A family harvests red chilli peppers (Reuters)
People ride a rickshaw (Reuters)

Dr Attaullah Khan, director of the Arid Zone Research Centre at Pakistan’s Agricultural Research Council, told Reuters that heatwaves over the past three years had affected the growth of chilli crops in the area, causing diseases that curled their leaves and stunted their growth.

Now the floods pose a whole new set of challenges.

“Coming to climate change: how do we overcome that?” he asked. “Planning has to be done on a very large scale. Four waterways that used to carry [excess] water to the ocean have to be revived. For that we will have to take some very hard decisions ... but we don’t have any other choice.”

Many farmers say they have already faced tough decisions.

Farmers wearing traditional clothes gather to celebrate Holi, the Festival of Colours (Reuters)
A worker burns cotton plants damaged by rain water and floods to prepare the soil for the next crop, following monsoon season (Reuters)

As flooding inundated his farm a few months ago, Kunri farmer Faisal Gill decided to sacrifice his cotton crops to try to save chilli.

“We constructed dykes around cotton fields and installed pumps, and dug up trenches in the chilli crop to accumulate water and pump it out into the cotton crop fields, as both crops are planted side by side,” Gill said.

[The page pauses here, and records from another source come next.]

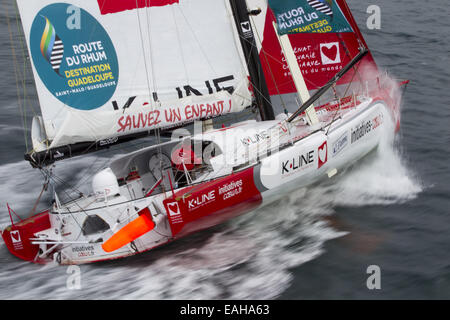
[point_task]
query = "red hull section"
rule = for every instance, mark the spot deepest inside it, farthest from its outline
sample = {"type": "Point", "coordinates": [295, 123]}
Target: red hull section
{"type": "Point", "coordinates": [209, 204]}
{"type": "Point", "coordinates": [113, 6]}
{"type": "Point", "coordinates": [17, 236]}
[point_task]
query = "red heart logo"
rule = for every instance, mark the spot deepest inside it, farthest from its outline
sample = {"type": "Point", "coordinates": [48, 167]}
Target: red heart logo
{"type": "Point", "coordinates": [330, 53]}
{"type": "Point", "coordinates": [15, 236]}
{"type": "Point", "coordinates": [173, 207]}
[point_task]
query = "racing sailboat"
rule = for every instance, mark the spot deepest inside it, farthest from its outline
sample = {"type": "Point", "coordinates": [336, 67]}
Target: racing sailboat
{"type": "Point", "coordinates": [109, 72]}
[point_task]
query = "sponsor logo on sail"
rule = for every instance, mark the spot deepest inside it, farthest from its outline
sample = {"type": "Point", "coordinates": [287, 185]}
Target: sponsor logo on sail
{"type": "Point", "coordinates": [329, 52]}
{"type": "Point", "coordinates": [16, 240]}
{"type": "Point", "coordinates": [246, 29]}
{"type": "Point", "coordinates": [78, 65]}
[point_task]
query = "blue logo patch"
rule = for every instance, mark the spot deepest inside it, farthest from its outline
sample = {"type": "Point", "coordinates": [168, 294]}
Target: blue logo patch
{"type": "Point", "coordinates": [74, 56]}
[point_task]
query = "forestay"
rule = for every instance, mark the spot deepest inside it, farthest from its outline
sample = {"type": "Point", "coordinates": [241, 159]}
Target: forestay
{"type": "Point", "coordinates": [104, 69]}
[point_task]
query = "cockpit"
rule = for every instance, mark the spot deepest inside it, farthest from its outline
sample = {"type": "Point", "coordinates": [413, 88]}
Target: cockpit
{"type": "Point", "coordinates": [164, 167]}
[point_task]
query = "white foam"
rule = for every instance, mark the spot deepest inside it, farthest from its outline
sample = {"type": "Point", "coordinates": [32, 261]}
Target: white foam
{"type": "Point", "coordinates": [248, 258]}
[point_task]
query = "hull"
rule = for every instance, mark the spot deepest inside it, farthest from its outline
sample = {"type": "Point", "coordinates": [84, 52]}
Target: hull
{"type": "Point", "coordinates": [177, 212]}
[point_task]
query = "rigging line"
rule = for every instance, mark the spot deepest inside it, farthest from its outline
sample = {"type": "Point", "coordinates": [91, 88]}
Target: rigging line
{"type": "Point", "coordinates": [340, 99]}
{"type": "Point", "coordinates": [25, 60]}
{"type": "Point", "coordinates": [153, 104]}
{"type": "Point", "coordinates": [196, 39]}
{"type": "Point", "coordinates": [143, 50]}
{"type": "Point", "coordinates": [155, 87]}
{"type": "Point", "coordinates": [180, 44]}
{"type": "Point", "coordinates": [16, 73]}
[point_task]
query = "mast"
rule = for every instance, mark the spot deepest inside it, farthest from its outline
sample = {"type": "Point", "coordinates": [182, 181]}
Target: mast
{"type": "Point", "coordinates": [297, 75]}
{"type": "Point", "coordinates": [241, 17]}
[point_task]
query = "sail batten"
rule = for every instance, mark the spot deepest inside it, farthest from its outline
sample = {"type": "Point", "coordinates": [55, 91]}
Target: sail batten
{"type": "Point", "coordinates": [106, 69]}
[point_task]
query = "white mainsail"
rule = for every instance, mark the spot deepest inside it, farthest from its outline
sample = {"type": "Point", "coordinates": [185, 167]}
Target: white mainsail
{"type": "Point", "coordinates": [101, 75]}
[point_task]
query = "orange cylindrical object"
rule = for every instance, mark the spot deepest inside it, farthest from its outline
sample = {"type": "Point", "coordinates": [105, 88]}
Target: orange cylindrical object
{"type": "Point", "coordinates": [130, 232]}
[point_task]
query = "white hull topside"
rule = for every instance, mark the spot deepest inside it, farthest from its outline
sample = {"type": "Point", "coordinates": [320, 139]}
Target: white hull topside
{"type": "Point", "coordinates": [222, 188]}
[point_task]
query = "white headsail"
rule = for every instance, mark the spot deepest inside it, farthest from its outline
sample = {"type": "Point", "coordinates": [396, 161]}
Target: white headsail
{"type": "Point", "coordinates": [105, 69]}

Destroying his cotton enabled him to save just 30 per cent of his chilli crop, he said, but that was better than nothing.

Red chilli pepper farmers smear colour on their face as they celebrate Holi (Reuters)
Traders work at the Mirch Mandi wholesale chilli market (Reuters)

In Kunri’s bustling wholesale chilli market, Mirch Mandi, the effect is also being felt. Though mounds of bright red chilli dot the market, traders said there is a huge drop on previous years.

“Last year, at this time, there used to be around 8,000 to 10,000 bags of chillies in the market,” trader Raja Daim said.

“This year, now you can see that there are barely 2,000 bags here, and it is the first day of the week. By tomorrow, and the day after, it will become even less,” he said.